What Mensah wants is to create and for his creation to stay true to its function, undiverged by serving his survival.
“Everyone wants to earn from art because you can maximize the time you spend doing art,” he said. “You think the person at the factory who’s working nine to five doesn’t have wonderful thoughts about new inventions? You think poetry isn’t going through the minds of people who work at your local supermarkets? Art moves through all of us, but not everyone has the privilege or the time to label that thought process, that creation, art.”
Mensah thinks in freestyle, putting thoughts together in a way that bespeaks rhythm and practice. He’s always creating.
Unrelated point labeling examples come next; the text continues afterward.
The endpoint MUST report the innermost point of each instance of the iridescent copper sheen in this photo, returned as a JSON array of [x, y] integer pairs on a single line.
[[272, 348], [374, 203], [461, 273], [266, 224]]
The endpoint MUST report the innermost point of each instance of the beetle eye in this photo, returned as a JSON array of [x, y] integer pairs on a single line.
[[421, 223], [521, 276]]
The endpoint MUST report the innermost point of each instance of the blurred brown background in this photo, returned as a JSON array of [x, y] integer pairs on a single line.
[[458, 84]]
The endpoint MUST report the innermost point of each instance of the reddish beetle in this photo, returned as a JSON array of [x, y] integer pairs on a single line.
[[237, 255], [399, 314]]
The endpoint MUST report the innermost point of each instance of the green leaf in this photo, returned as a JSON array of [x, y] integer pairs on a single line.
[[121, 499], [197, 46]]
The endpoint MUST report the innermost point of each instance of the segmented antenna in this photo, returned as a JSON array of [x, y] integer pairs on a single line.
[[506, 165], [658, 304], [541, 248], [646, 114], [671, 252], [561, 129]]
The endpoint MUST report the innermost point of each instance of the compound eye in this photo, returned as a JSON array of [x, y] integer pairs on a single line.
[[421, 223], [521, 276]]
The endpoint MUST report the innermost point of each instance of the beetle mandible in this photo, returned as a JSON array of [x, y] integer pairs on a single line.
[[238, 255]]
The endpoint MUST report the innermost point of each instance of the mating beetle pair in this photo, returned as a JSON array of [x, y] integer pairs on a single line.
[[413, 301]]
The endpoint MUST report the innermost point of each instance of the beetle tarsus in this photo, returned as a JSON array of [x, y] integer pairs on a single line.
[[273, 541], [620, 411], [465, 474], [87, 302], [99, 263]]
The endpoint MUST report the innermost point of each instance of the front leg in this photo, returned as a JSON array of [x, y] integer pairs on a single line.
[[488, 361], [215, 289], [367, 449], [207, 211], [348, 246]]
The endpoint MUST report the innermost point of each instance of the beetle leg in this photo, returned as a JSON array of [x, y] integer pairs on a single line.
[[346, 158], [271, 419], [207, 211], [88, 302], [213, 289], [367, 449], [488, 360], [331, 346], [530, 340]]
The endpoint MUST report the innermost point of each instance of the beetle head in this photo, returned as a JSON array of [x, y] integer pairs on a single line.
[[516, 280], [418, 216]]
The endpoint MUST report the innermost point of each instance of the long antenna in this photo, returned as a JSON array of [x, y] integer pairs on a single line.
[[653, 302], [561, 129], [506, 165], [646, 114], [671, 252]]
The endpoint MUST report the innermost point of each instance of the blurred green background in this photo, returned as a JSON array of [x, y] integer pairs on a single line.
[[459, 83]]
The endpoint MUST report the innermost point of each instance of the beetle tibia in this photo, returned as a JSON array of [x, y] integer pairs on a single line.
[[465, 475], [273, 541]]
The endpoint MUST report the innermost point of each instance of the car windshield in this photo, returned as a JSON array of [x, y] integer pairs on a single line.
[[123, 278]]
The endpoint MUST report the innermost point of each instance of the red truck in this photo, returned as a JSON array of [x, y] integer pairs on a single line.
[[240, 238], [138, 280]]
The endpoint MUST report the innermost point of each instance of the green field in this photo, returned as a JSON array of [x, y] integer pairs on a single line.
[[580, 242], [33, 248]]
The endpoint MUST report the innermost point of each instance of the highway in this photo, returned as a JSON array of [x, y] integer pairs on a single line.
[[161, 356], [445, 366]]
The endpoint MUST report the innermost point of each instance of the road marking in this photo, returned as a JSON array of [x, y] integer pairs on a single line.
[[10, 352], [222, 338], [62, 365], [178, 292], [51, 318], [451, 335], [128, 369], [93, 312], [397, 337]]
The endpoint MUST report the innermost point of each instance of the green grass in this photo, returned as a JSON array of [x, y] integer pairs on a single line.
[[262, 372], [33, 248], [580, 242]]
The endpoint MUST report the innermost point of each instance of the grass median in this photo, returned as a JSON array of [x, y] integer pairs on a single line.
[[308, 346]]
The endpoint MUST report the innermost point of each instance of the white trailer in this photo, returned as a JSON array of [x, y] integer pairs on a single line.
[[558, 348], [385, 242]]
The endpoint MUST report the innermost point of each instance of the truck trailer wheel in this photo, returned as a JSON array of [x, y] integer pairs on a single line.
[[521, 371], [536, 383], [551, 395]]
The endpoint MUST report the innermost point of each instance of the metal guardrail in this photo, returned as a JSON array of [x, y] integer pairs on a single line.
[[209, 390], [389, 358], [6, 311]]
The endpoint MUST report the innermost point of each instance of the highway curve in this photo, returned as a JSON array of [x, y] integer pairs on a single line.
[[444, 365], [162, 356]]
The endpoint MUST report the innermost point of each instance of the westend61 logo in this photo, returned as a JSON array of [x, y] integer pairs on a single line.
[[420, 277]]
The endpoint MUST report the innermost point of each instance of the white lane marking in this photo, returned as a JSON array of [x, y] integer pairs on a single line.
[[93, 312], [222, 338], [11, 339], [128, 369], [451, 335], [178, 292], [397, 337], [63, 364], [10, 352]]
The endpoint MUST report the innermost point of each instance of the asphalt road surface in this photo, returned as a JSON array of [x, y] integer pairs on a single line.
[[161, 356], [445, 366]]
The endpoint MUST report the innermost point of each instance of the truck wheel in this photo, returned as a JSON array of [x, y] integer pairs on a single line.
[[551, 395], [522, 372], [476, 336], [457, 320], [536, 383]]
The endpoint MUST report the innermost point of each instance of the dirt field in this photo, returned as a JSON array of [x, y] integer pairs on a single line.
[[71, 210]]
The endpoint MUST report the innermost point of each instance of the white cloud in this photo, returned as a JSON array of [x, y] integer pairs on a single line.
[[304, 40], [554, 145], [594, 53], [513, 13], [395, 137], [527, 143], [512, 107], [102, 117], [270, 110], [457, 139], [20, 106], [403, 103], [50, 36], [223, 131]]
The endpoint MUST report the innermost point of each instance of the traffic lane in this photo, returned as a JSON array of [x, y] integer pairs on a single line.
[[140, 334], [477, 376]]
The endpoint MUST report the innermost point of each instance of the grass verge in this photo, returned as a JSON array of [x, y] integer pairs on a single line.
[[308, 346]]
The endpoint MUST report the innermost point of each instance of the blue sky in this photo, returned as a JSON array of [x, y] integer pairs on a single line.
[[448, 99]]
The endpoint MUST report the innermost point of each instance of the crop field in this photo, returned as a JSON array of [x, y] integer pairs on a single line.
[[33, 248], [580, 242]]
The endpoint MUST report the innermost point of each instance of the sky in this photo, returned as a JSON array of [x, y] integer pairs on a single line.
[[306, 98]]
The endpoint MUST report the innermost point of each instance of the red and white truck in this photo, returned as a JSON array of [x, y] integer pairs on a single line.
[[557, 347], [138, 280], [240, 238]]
One song from his new album, things I should have said a year ago, could easily have been recorded by discarding a hot mic inside his head like a satellite beaming back the history of the universe as it crosses the event horizon of a black hole.
The first half of “Before Venice” rides a short loop. A gospel-draped hum, the bleat of brass and a single rattling cymbal build an ambient pulpit for Mensah to ruminate on the divine irony of returning to Genesis in an age of cataclysm. His string of consciousness welcomes the listener to join him at the edge of the abyss where he stands in a timeless space, pen in hand yet again.
He raps about systemic flaws, philosophical quandaries and personal demons, but as the loosely connected musings leave his lips, they stick to nothing. In a spoken word at the end of the song, that only departs from his initial delivery in its direct address, Mensah matter-of-factly explains how these anxieties must flow through us freely — a life philosophy that’s naturally extended through the ebb and flow of his pen.
He creates not in spite of a world that undervalues creating, but because he exists in a world that undervalues creating.
“Jericho Brown, one of my favorite poets, says that our relationship to poetry is like our relationship to trees,” Mensah said. “We don’t quite understand why we need trees or how important they are until they’re gone. You start to realize that our quality of life is becoming diminished by that. I think that’s our relationship to art. Sometimes we can’t quantify how important it is, but we see it in times of crisis.”